Ce moment du dernier adieu, on a commencé à en prendre vraiment conscience il y a cinq ans sur la scène du festival de Cannes, quand Alain Delon y a reçu une Palme d’honneur en livrant un discours posthume bouleversant de son vivant, ne laissant ce soin à personne d’autre. Ce jour- là, sur cette scène- là, il était seul avec sa fille Anouchka. Alors que, honoré d’un prix équivalent en 2011, Jean- Paul Belmondo, son éternel rival, son ami fidèle avait gravi lui les marches, entouré de nombreux potes. Ainsi était Delon, solitaire, entouré d’abord et avant tout des souvenirs de celles et ceux qu’il a tant aimés et qui le lui ont bien rendu : de Romy Schneider à Jean Gabin en passant par Luchino Visconti, Mireille Darc, Henri Verneuil... La famille qu’il s’est créé, au fil des années et des films. Lui qui a souvent expliqué combien la séparation de ses parents en 1939, alors qu’il n’avait que 4 ans, est restée une blessure jamais cicatrisée et forcément réouverte ces derniers mois alors que ses propres enfants Anouchka, Anthony et Alain- Fabien se déchiraient par médias interposés au sujet de son héritage.

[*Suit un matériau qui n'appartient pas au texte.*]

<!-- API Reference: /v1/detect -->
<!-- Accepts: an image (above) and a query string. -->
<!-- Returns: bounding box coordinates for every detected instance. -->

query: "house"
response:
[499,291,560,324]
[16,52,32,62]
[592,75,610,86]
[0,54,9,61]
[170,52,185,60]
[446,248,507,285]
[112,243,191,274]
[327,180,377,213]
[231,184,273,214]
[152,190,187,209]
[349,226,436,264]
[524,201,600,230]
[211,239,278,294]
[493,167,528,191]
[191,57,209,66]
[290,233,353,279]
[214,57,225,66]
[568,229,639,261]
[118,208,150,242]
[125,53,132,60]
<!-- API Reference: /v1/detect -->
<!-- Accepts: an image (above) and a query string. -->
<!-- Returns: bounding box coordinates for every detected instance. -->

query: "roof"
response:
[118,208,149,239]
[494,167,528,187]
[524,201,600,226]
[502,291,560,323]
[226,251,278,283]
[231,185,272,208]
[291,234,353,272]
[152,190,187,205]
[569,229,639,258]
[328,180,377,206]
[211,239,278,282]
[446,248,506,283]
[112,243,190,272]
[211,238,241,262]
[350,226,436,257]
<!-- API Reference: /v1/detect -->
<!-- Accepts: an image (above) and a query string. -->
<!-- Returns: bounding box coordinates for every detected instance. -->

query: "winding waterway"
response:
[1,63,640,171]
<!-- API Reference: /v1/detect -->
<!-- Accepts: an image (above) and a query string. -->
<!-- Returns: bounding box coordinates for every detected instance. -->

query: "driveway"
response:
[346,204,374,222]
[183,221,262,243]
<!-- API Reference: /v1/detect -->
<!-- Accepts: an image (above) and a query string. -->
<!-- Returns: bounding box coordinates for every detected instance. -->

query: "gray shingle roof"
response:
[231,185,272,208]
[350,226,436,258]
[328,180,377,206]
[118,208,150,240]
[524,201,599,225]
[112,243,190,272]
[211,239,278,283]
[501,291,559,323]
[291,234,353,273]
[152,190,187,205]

Alain Delon Palme d'Or d'honneur festival de Cannes 2019
Hahn Lionel/ABACA

 

Ce trauma d’enfance explique évidemment une adolescence et plus largement une jeunesse agitée où on ne compte plus le nombre d’écoles dont il fut renvoyé, où, s’engageant dans la Marine Nationale, il manque une première fois de se faire virer pour avoir volé du matériel avant d’être mis aux arrêts dans les derniers jours de la guerre d’Indochine après avoir dérobé une jeep qui a fini dans un fossé ! Ainsi a toujours été Alain Delon. Insaisissable, refusant les cadres imposés et plus encore le déterminisme social. Il est donc logique que l’acteur Delon se soit fait tout seul. Sans passer par la case école de théâtre. « Il y a des comédiens exceptionnels comme Jean- Paul Belmondo. Et des accidents comme Ventura, Gabin et moi. Je suis un acteur. Un comédien joue, il passe des années à apprendre, alors que l’acteur vit. Moi, j’ai toujours vécu mes rôles. Je n’ai jamais joué. Un acteur est un accident. Je suis un accident. Ma vie est un accident. Ma carrière est un accident »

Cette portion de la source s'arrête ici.